外箱には必要に応じて「ワレモノ」や「精密機器」などの注意表示を付けます。ただし、表示だけで破損を防げるわけではありません。あくまで、丁寧な梱包が土台です。
メルカリでよくある梱包の疑問
Q1. プチプチは何重に巻けばよいですか?
一般的には二重から三重程度を目安にするとよいでしょう。ただし、巻く回数だけで安全性が決まるわけではありません。
レンズの前後まで覆えているか、箱の中で動かないか、外箱が丈夫かを一緒に確認してください。厚く巻きすぎて箱を圧迫する場合は、回数を減らして箱の中の固定を優先する方法もあります。

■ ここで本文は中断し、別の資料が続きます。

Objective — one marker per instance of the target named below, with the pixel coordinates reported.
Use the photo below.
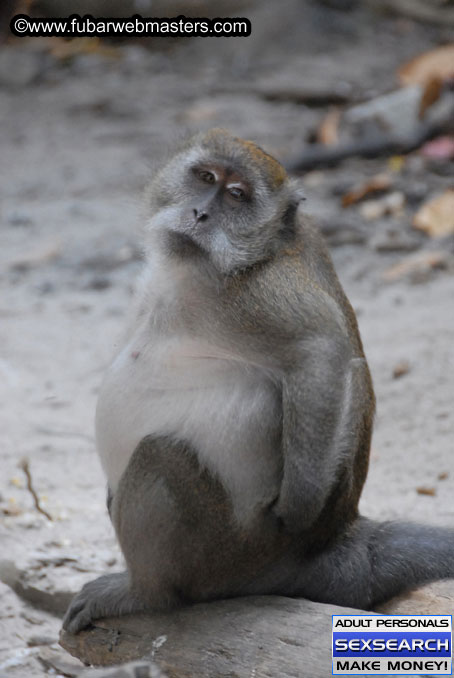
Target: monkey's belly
(228, 411)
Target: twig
(316, 155)
(25, 466)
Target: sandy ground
(79, 139)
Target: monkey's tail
(372, 562)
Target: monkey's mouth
(184, 244)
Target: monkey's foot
(107, 596)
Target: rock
(141, 669)
(243, 637)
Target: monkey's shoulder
(296, 291)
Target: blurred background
(356, 98)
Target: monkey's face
(220, 206)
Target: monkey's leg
(327, 420)
(373, 562)
(107, 596)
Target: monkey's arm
(327, 407)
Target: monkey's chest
(227, 410)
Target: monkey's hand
(107, 596)
(327, 408)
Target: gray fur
(234, 426)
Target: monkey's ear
(289, 219)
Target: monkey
(234, 425)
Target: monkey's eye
(206, 176)
(237, 193)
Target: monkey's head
(223, 199)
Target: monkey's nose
(200, 215)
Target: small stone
(19, 218)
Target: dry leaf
(437, 64)
(430, 95)
(328, 131)
(436, 217)
(429, 491)
(416, 264)
(393, 203)
(377, 183)
(442, 147)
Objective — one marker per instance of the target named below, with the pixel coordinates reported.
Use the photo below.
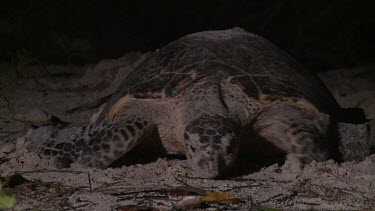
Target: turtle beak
(211, 165)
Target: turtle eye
(192, 148)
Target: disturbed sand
(162, 182)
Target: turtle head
(211, 144)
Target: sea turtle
(201, 92)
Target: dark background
(321, 34)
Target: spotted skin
(200, 92)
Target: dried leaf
(189, 201)
(219, 196)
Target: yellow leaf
(219, 196)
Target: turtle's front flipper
(297, 131)
(126, 123)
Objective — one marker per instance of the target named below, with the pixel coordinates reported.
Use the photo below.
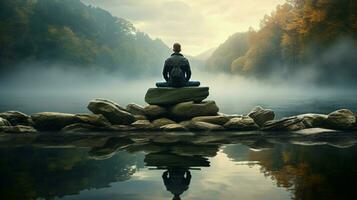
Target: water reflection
(188, 167)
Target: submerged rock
(243, 123)
(170, 96)
(191, 109)
(135, 109)
(173, 127)
(217, 119)
(341, 119)
(17, 118)
(201, 126)
(112, 111)
(261, 115)
(4, 122)
(17, 129)
(155, 111)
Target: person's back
(177, 71)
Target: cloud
(199, 25)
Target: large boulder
(201, 126)
(4, 122)
(341, 119)
(261, 115)
(51, 121)
(16, 118)
(243, 123)
(217, 119)
(135, 109)
(154, 111)
(112, 111)
(170, 96)
(188, 110)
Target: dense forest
(70, 33)
(316, 39)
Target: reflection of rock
(154, 111)
(201, 126)
(190, 109)
(17, 129)
(170, 96)
(260, 115)
(218, 119)
(173, 127)
(341, 119)
(243, 123)
(172, 160)
(135, 109)
(112, 111)
(17, 118)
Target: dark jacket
(182, 62)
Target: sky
(199, 25)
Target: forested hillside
(313, 38)
(75, 35)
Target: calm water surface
(175, 167)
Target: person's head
(176, 48)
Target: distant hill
(312, 39)
(74, 34)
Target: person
(177, 71)
(176, 181)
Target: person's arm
(188, 71)
(165, 72)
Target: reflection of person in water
(176, 181)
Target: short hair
(176, 47)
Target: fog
(39, 89)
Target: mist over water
(39, 90)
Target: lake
(176, 166)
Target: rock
(173, 127)
(243, 123)
(81, 128)
(52, 121)
(217, 119)
(4, 122)
(190, 109)
(135, 109)
(142, 124)
(157, 123)
(140, 117)
(293, 123)
(154, 111)
(112, 111)
(93, 119)
(17, 129)
(341, 119)
(170, 96)
(261, 115)
(16, 118)
(201, 126)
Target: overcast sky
(197, 24)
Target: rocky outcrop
(187, 110)
(16, 118)
(217, 119)
(243, 123)
(261, 115)
(112, 111)
(170, 96)
(341, 119)
(135, 109)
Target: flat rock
(261, 115)
(170, 96)
(16, 118)
(188, 110)
(112, 111)
(243, 123)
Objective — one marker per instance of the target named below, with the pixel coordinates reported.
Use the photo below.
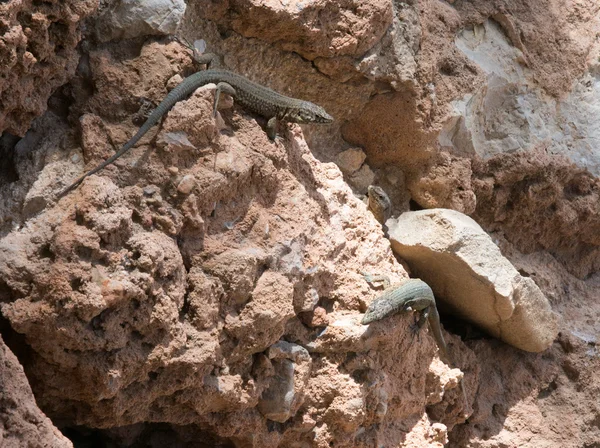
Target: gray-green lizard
(259, 99)
(413, 295)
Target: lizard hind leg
(222, 87)
(272, 128)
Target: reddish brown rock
(22, 423)
(38, 54)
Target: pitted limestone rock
(467, 272)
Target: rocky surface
(171, 298)
(38, 52)
(470, 277)
(22, 423)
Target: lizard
(259, 99)
(413, 295)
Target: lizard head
(308, 112)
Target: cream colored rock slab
(466, 271)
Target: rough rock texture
(432, 102)
(22, 424)
(469, 275)
(125, 19)
(37, 54)
(313, 29)
(182, 286)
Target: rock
(350, 160)
(284, 395)
(38, 44)
(22, 422)
(126, 19)
(469, 275)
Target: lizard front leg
(222, 87)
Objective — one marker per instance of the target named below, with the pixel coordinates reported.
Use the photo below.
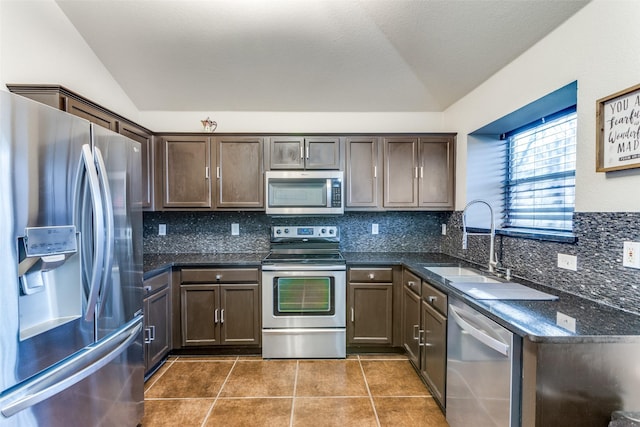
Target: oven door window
(304, 296)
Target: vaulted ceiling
(309, 55)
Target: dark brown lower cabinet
(157, 320)
(370, 306)
(424, 332)
(433, 363)
(214, 314)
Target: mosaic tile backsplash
(600, 236)
(210, 232)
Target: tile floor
(362, 390)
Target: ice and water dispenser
(50, 278)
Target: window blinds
(540, 184)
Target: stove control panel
(304, 232)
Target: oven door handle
(303, 267)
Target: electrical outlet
(631, 254)
(566, 322)
(568, 262)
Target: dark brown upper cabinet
(419, 172)
(240, 173)
(186, 167)
(291, 152)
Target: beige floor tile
(269, 378)
(330, 378)
(171, 413)
(191, 379)
(251, 412)
(393, 378)
(333, 411)
(409, 411)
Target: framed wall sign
(618, 133)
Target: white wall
(40, 45)
(262, 121)
(598, 47)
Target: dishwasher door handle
(485, 339)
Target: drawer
(434, 297)
(371, 275)
(157, 282)
(220, 275)
(411, 281)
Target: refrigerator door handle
(73, 370)
(99, 231)
(109, 223)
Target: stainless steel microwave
(304, 192)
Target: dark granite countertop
(533, 320)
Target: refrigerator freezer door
(119, 160)
(39, 157)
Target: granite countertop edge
(532, 320)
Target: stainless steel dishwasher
(483, 370)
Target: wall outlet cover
(566, 322)
(631, 254)
(568, 262)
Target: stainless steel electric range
(304, 294)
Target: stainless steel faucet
(492, 233)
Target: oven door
(304, 299)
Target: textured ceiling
(309, 55)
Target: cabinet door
(363, 173)
(437, 159)
(239, 173)
(322, 153)
(370, 313)
(240, 314)
(286, 153)
(157, 314)
(200, 314)
(434, 351)
(147, 167)
(186, 169)
(400, 172)
(93, 114)
(411, 324)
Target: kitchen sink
(454, 271)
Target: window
(540, 175)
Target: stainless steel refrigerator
(70, 271)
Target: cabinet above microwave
(295, 153)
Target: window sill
(547, 236)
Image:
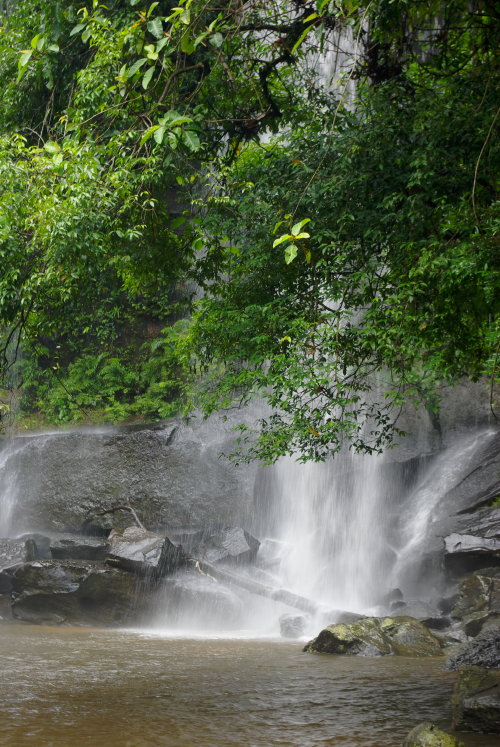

Q2. レンズの箱がない場合はどうすればよいですか?
純正箱がなくても、丈夫な段ボール箱があれば発送できます。レンズ本体を個別に包み、箱の底・周囲・上側へ緩衝材を入れて、動かない状態にしてください。
箱の中に余白がありすぎると、輸送中に中身が動きます。小さめの箱を選び、必要なら二重にした段ボールで外側を補強するのも方法です。
Q3. 新聞紙だけで包んでも大丈夫ですか?
新聞紙だけでは、レンズを十分に保護しにくいためおすすめできません。紙はクッション性が安定しにくく、レンズ面へ直接触れると汚れや傷の原因になることもあります。
使うなら、プチプチで包んだレンズの周囲を埋める補助材として利用しましょう。基本は「レンズ本体をプチプチで保護し、丈夫な箱の中で固定する」と覚えておけば大丈夫です。
カメラレンズの梱包は、難しい作業に見えて、順番を守ればそれほど複雑ではありません。キャップを確認し、プチプチで包み、防水袋に入れ、丈夫な箱の中で動かないよう固定する。この流れを押さえるだけでも、破損リスクは大きく下げられます。
最後は、発送方法のサイズや重量、付属品の入れ忘れをチェックしてから封をしましょう。購入者の手元に届いた瞬間までが出品者の仕事。少しだけ丁寧に梱包することが、安心できる取引につながりますよ。